There are a number of issues with plaintiffs’ claims — for example, plaintiffs don’t establish proximate causation, i.e. that use of Twitter led to or facilitated the attacks in question — but our brief focuses on the consequences for free expression that would stem from opening social media platforms and other website operators to this kind of expansive claim of liability.

If an intermediary could face liability merely by offering a platform for user-generated content to the public, while knowing that some of that public includes people affiliated with terrorist organizations, then every single website operator and online service provider would face the risk of lawsuits over their “role”, incredibly tenuous as it might be, in the commission of terrorist attacks.  The messaging apps, ISPs, video hosts, search engines, and social media sites that ISIS decides to use would all be vulnerable to similar claims that they provide “support” to the terrorist organization. And those claims are very likely to materialize — already, there have been multiple lawsuits in the US against social media companies that make similar arguments to Fields’ claims.

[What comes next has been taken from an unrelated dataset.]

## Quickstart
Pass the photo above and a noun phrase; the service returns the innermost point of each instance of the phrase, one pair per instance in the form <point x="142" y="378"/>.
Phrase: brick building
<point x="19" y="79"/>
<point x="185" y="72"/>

In response to this broad threat of liability, these intermediaries would clamp down on the speech that flows across their networks and is hosted on their servers.  Any discussion of terrorism, including news reporting, public policy discussion, religious debate, and advocacy, would likely be viewed as a potential source of a lawsuit and taken down.  This would lead to censorship of huge amounts of constitutionally protected speech, and a withering of our ability to engage in essential dialogue and access to information online.

Fortunately, federal law already bars these kinds of civil claims against hosts of third-party content.  Section 230 of the Communications Act protects intermediaries from liability based on publishing and distributing third-party content. Section 230 also protects intermediaries’ ability to exercise editorial discretion over the material on their services.  Courts across the country have applied Section 230 to bar civil claims that are based on intermediaries’ role in publishing third-party speech, and this case should be no different.  The district court twice rejected plaintiffs’ claims on Section 230 grounds, and we urge the Ninth Circuit to follow suit.

Plaintiffs attempt to circumvent Section 230’s protections by arguing that when Twitter provides accounts to users, it is doing something other than acting as a publisher or editor.  The district court rightly rejected this argument, finding that a decision to deny a person an account “would be a publishing decision to prohibit the public dissemination of [the user’s] ideas.”  In other words, providing an account to someone is a platform’s decision to enable that person to post third-party content — precisely the kind of decision by an intermediary that Section 230 protects.

Shielding online intermediaries from liability for third-party content is essential to the protection and promotion of free expression online.  All of our online communication traverses multiple intermediaries, and laws like Section 230 ensure that we can continue to use the powerful platforms and services that host our speech and enable access to information.  The Ninth Circuit should follow the considerable precedent around this law and maintain these strong protections, for the benefit of all speakers online.